Huda Idrees, diretora-presidente da Dot Health, uma startup de tecnologia com sede em Toronto, confirma que seus 15 funcionários estão trabalhando, em média, 12 horas por dia, acima das 9 horas pré-pandemia. “Estamos em nossos computadores muito cedo, porque não há tempo de deslocamento”, disse. “E, como ninguém sai à noite, também estamos sempre lá.”

Um grande problema é que não há escapatória. Sem muito o que fazer e sem nenhum lugar para ir, as pessoas sentem que não têm uma desculpa legítima para não estarem disponíveis. Um funcionário do JPMorgan interrompeu seu banho matinal para participar de uma reunião improvisada depois de receber uma mensagem de um colega no Apple Watch. Quando se secou e voltou a se conectar, estava cinco minutos atrasado.

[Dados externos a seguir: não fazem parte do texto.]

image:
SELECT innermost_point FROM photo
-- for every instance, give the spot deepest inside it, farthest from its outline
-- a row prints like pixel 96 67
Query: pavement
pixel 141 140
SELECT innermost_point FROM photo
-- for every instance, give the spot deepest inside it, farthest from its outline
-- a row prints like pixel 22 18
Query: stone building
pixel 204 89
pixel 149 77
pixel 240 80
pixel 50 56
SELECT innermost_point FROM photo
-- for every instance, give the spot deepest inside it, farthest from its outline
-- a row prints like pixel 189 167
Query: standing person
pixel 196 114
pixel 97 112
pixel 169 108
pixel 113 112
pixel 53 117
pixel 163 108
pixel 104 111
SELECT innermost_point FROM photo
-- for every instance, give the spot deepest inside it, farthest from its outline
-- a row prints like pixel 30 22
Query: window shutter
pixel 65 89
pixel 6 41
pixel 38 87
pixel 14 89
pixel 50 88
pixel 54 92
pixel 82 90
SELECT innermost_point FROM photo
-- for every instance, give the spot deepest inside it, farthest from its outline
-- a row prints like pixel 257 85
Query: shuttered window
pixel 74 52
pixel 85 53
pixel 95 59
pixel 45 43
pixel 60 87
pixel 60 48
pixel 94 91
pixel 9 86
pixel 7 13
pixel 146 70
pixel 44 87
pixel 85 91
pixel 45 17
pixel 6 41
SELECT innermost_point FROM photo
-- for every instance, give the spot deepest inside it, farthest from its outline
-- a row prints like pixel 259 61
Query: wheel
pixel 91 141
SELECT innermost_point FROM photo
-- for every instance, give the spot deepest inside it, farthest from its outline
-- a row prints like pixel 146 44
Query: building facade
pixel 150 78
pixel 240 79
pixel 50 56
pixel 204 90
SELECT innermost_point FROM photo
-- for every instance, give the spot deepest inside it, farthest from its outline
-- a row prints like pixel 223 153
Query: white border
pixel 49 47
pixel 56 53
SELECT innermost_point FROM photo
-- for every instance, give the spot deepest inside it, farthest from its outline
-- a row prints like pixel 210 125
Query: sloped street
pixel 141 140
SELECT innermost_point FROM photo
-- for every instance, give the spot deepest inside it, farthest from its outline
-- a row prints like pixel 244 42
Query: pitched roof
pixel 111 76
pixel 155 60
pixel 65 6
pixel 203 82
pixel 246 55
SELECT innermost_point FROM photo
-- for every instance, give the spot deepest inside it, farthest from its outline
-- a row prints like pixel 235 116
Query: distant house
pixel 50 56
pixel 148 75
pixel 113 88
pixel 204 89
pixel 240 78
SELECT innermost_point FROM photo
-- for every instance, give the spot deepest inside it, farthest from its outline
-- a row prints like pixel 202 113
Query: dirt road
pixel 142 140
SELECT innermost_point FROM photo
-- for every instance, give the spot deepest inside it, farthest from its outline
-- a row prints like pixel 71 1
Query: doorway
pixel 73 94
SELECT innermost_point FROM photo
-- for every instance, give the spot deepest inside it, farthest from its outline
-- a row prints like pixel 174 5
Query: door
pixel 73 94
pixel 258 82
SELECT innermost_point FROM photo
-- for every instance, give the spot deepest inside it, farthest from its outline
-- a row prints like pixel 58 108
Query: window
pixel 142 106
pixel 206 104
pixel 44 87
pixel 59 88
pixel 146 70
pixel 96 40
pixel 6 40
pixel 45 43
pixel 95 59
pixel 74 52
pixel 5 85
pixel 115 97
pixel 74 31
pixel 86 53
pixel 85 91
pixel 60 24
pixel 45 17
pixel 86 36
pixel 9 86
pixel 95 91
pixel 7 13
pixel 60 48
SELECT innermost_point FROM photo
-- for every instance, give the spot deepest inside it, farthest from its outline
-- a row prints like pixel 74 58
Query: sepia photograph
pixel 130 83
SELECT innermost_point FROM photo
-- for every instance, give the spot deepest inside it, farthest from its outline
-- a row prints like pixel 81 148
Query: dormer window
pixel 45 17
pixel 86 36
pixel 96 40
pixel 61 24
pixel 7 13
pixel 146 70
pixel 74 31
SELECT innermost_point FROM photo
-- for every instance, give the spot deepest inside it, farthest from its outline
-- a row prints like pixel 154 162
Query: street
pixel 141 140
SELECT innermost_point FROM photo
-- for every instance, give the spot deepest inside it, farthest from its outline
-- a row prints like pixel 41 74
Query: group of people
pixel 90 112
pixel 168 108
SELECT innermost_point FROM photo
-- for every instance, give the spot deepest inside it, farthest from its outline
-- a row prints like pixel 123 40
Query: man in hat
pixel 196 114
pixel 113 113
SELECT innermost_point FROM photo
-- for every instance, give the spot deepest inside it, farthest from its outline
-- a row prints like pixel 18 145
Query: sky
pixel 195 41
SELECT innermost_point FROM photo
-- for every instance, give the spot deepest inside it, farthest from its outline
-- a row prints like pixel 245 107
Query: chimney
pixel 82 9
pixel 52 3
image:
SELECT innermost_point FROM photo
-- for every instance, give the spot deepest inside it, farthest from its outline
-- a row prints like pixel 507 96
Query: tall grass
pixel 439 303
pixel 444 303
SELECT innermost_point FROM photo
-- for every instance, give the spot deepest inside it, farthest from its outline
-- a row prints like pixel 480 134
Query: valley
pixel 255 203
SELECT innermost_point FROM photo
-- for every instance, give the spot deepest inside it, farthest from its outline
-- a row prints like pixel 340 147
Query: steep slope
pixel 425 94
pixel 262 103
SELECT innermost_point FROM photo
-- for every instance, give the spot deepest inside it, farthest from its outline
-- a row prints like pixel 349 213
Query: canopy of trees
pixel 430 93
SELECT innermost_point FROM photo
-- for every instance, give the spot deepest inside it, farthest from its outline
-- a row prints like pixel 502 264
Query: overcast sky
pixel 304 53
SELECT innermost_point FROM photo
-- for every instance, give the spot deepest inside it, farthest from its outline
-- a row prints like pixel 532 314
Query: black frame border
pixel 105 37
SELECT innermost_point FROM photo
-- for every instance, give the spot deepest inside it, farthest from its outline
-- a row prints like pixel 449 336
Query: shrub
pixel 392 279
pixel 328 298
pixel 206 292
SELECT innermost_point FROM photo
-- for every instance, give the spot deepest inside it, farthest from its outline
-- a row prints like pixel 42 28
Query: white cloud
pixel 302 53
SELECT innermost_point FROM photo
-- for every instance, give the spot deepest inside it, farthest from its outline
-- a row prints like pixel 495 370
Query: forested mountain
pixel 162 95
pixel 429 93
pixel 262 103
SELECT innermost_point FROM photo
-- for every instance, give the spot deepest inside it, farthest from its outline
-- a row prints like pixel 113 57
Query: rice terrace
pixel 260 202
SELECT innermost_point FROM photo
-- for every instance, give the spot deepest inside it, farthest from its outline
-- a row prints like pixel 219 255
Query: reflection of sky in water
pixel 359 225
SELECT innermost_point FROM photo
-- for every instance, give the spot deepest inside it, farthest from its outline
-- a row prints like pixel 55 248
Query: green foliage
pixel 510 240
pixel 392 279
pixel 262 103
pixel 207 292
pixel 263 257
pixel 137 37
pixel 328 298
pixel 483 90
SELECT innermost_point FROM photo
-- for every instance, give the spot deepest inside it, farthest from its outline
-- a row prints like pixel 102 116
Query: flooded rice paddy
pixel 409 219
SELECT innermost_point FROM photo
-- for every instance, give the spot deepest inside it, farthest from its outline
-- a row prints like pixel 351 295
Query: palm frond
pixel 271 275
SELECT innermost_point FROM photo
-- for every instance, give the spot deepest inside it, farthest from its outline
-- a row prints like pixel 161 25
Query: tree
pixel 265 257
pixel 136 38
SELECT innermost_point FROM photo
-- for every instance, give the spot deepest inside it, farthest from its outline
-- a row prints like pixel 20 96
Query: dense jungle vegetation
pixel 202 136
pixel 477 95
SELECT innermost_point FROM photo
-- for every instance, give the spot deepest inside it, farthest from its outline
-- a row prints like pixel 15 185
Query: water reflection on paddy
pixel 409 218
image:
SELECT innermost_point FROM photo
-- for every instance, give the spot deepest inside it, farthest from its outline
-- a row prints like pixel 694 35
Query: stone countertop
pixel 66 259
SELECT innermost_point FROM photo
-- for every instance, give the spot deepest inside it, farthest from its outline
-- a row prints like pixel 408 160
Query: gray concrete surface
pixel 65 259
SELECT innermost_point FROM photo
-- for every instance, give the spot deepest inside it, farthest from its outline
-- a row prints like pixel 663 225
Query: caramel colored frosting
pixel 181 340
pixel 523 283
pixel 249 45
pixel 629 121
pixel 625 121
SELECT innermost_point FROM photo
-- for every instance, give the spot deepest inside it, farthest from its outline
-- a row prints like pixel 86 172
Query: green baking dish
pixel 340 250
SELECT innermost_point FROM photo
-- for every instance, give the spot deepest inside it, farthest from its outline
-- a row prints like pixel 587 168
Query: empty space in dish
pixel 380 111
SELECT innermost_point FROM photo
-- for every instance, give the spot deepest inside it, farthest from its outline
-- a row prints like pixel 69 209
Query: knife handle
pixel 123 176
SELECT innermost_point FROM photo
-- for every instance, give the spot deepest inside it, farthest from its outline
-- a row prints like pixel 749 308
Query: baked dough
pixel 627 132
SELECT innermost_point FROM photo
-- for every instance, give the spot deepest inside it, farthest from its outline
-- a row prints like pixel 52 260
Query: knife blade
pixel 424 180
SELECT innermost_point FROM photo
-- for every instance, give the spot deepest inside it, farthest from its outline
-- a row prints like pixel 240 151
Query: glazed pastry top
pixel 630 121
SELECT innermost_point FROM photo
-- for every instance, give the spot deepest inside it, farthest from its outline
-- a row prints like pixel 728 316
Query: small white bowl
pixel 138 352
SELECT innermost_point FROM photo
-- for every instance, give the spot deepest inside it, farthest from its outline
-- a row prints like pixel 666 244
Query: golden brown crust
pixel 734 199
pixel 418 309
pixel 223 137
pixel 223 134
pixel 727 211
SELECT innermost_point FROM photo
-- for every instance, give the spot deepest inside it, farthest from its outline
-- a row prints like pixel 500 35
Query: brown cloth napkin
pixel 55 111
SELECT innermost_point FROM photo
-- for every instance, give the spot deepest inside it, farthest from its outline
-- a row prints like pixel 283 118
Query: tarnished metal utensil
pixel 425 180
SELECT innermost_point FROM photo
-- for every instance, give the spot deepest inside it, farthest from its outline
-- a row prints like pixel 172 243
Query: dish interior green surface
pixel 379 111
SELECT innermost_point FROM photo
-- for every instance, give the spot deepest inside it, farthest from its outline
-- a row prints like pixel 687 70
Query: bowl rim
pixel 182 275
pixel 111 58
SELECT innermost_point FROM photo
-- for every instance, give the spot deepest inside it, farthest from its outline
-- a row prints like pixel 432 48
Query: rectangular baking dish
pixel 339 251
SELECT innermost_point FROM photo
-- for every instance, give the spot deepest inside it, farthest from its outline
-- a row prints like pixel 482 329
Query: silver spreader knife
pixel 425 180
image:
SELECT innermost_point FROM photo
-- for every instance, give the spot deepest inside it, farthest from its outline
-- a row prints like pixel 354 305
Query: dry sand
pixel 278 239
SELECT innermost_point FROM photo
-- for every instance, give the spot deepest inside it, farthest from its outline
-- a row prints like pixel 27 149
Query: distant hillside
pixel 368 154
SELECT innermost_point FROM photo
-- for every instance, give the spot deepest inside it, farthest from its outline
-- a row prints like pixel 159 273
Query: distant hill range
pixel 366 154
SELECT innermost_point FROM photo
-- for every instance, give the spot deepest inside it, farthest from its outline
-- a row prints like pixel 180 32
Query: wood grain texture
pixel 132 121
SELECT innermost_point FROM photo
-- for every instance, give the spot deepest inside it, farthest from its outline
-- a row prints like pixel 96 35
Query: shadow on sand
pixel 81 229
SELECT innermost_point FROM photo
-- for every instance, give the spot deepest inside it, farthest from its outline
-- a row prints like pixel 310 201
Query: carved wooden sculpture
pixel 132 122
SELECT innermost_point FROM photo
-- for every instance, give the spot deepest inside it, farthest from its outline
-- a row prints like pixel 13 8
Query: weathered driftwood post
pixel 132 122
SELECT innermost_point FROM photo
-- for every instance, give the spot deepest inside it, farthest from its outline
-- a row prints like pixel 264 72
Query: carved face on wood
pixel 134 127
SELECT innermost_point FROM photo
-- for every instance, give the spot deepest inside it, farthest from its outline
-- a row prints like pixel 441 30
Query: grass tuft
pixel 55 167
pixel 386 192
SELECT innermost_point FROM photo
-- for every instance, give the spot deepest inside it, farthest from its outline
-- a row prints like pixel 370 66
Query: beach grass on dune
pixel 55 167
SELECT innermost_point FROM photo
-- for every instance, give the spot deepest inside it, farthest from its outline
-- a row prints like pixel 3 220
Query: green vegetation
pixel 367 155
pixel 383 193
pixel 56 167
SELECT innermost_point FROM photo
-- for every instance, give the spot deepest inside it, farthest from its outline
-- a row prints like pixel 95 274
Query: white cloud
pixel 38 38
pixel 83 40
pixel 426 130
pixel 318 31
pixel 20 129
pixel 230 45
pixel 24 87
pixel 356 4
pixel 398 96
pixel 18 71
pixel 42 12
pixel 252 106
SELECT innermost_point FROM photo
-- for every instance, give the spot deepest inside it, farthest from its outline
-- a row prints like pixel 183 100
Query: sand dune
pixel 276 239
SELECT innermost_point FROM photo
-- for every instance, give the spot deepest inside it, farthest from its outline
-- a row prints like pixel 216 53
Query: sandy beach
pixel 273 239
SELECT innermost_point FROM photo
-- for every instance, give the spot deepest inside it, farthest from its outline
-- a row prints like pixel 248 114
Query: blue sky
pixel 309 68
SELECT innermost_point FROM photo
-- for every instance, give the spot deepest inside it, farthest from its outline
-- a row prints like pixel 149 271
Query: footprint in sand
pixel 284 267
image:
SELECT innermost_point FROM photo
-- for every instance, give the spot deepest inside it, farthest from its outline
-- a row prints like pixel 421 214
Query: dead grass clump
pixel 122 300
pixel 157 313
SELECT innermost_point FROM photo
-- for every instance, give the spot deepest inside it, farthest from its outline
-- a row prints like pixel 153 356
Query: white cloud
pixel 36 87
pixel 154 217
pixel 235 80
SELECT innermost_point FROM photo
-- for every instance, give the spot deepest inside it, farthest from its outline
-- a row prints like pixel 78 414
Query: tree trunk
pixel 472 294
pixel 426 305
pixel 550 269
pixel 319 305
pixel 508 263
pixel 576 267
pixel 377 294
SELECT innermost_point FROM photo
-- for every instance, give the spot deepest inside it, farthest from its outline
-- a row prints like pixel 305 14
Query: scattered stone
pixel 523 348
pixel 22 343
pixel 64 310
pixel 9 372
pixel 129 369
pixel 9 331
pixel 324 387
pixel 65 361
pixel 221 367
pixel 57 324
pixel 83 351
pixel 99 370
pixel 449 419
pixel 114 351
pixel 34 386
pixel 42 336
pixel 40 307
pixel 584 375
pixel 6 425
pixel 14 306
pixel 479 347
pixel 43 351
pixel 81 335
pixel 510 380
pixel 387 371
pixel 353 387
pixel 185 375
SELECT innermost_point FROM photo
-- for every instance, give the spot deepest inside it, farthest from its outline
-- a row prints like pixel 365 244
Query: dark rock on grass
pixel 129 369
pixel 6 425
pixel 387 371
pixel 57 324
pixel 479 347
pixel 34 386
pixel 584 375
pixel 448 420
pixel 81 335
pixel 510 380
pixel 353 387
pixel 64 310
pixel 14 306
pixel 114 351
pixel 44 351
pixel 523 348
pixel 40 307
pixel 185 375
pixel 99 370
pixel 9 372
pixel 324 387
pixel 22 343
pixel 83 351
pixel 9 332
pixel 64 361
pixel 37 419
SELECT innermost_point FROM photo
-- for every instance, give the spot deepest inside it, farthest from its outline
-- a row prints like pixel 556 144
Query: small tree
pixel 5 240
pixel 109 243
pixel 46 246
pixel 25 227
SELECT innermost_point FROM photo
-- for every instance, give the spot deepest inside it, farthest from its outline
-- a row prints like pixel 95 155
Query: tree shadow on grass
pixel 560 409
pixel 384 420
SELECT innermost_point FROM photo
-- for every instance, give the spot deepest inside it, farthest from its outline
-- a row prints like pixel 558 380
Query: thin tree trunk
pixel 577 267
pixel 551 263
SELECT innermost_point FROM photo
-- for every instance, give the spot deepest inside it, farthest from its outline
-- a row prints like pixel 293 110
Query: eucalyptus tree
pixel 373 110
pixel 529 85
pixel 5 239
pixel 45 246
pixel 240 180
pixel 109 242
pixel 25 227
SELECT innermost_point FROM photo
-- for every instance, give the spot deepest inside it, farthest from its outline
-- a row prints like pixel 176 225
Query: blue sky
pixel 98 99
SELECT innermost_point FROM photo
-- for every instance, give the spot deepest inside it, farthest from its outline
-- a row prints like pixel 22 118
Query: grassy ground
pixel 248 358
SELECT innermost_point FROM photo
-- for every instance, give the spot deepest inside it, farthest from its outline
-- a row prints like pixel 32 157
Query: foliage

Depois, há o fato de que as pessoas transformaram seus espaços em escritórios improvisados, tornando quase impossível se desconectar. Ter um quarto extra ajuda, mas não muito, disse John Foster, que está em casa em Tuscumbia, Alabama, desde meados de março, cuidando da conformidade financeira para uma fábrica. Seu espaço de trabalho fica ao lado da sala de estar. “Você anda 20 vezes por dia”, disse. “Toda vez que passa por lá, não escapa do trabalho.”

Neste ponto, até sente falta do tempo que se deslocava ao trabalho. “Geralmente, você tinha aquela pausa para voltar para casa ou meio que se preparar para o dia”, disse.

Outros dizem que sentem pressão dos patrões para provar que estão trabalhando, principalmente porque a economia sofre um impacto e a perspectiva de demissões se aproxima.

Na Constellation Software, em Toronto, mais de 100 funcionários receberam um e-mail de um superior que dizia: “Não se distraia porque está sozinho. É fácil adquiri maus hábitos, a atração da Internet. Basta pensar, eu faria isso no escritório? Se for um não, não faça”, dizia o e-mail revisado pela Bloomberg.

“Você sabe que vamos monitorar de perto”, escreveu o mesmo gerente em mensagem anterior. Um representante da Constellation Software não retornou mensagens de telefone e e-mail pedindo comentários.